I am trying to push logs for a multiprocessing job into ECS S3. Following is my code snippet:
logger.py
import logging
from S3_log_handler import S3LogHandler
def setup_logger():
# Set up the logger
logger = logging.getLogger('s3_logger')
logger.setLevel(logging.DEBUG) # Capture all log levels
# Set up the custom S3 logging handler
s3_handler = S3LogHandler()
# Create a formatter for the log messages (timestamp + log level + message)
formatter = logging.Formatter('%(asctime)s - %(levelname)s - %(message)s')
s3_handler.setFormatter(formatter)
# Add the S3 handler to the logger
logger.addHandler(s3_handler)
logger.addHandler(stream_handler)
return logger
S3_log_handler.py:
import logging
import boto3
from multiprocessing import Lock
lock = Lock()
class S3LogHandler(logging.Handler):
s3 = boto3.client('s3', ...)
def __init__(self):
super().__init__()
self.bucket_name = 'bucket_name'
self.prefix = 's3_path/log_sample_test.log'
self.s3_client = S3LogHandler.s3
def emit(self, record):
log_message = self.format(record) + '\n'
log_filename = f"{self.prefix}"
with lock:
try:
try:
current_content = self.s3_client.get_object(Bucket=self.bucket_name, Key=log_filename)
current_data = current_content['Body'].read().decode('utf-8')
except self.s3_client.exceptions.NoSuchKey:
# If the log file does not exist, start with an empty string
current_data = ""
# Append the new log message to the existing log content
updated_data = current_data + '\n' + log_message
# Upload log message to S3
self.s3_client.put_object(
Bucket=self.bucket_name,
Key=log_filename,
Body=updated_data
)
print(f"Log uploaded to s3://{self.bucket_name}/{log_filename}")
except Exception as e:
print(f"Failed to upload log to S3: {str(e)}")
test_script.py:
logger = setup_logger()
result = submodule_function(json_data, logger)

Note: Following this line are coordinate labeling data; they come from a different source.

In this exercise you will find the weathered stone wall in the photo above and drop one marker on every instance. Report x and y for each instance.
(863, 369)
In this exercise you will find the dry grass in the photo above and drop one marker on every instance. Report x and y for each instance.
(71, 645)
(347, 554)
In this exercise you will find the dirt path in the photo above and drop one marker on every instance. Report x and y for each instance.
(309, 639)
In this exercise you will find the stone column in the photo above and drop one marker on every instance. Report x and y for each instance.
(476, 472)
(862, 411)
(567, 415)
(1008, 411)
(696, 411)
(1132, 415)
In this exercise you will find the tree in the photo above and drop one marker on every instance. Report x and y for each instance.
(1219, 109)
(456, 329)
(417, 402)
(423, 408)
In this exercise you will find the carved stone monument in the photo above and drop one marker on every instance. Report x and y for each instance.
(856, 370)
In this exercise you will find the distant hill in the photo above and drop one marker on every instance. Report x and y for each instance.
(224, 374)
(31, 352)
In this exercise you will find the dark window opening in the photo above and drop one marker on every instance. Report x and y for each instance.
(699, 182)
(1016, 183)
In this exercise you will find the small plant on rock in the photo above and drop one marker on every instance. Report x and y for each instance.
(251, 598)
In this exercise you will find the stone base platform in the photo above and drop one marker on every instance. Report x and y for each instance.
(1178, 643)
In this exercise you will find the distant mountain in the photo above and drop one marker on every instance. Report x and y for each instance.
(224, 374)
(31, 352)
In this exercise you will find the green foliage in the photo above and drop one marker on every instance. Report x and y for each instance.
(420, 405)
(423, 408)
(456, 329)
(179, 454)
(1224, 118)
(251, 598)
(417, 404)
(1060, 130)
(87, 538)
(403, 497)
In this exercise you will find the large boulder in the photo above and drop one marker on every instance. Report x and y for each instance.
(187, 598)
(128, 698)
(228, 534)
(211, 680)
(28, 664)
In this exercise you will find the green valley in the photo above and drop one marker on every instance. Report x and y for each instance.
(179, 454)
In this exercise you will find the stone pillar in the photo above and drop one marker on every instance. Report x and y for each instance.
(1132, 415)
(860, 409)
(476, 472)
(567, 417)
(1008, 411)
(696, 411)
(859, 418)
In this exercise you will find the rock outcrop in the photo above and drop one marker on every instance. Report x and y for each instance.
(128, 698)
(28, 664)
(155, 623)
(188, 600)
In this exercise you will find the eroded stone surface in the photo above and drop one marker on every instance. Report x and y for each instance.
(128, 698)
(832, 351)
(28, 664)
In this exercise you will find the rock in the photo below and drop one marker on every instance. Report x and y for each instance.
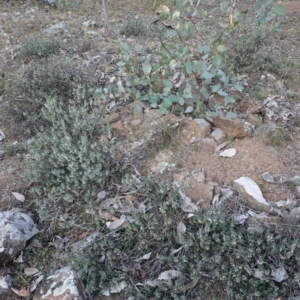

Inside submodule_function:
from concurrent.futures import ProcessPoolExecutor
...
with ProcessPoolExecutor(max_workers=3) as executor:
for p, (result) in zip(partition_data, executor.map(target_function, partition_data, itertools.repeat(logger))):
....
The issue I am facing is, not all logs inside target_function are getting added to log file in S3. My guess is logs are getting overwritten, even though I am using multiprocessing.Lock.
How can I make sure no parallel processes are running while writing data in file in emit()?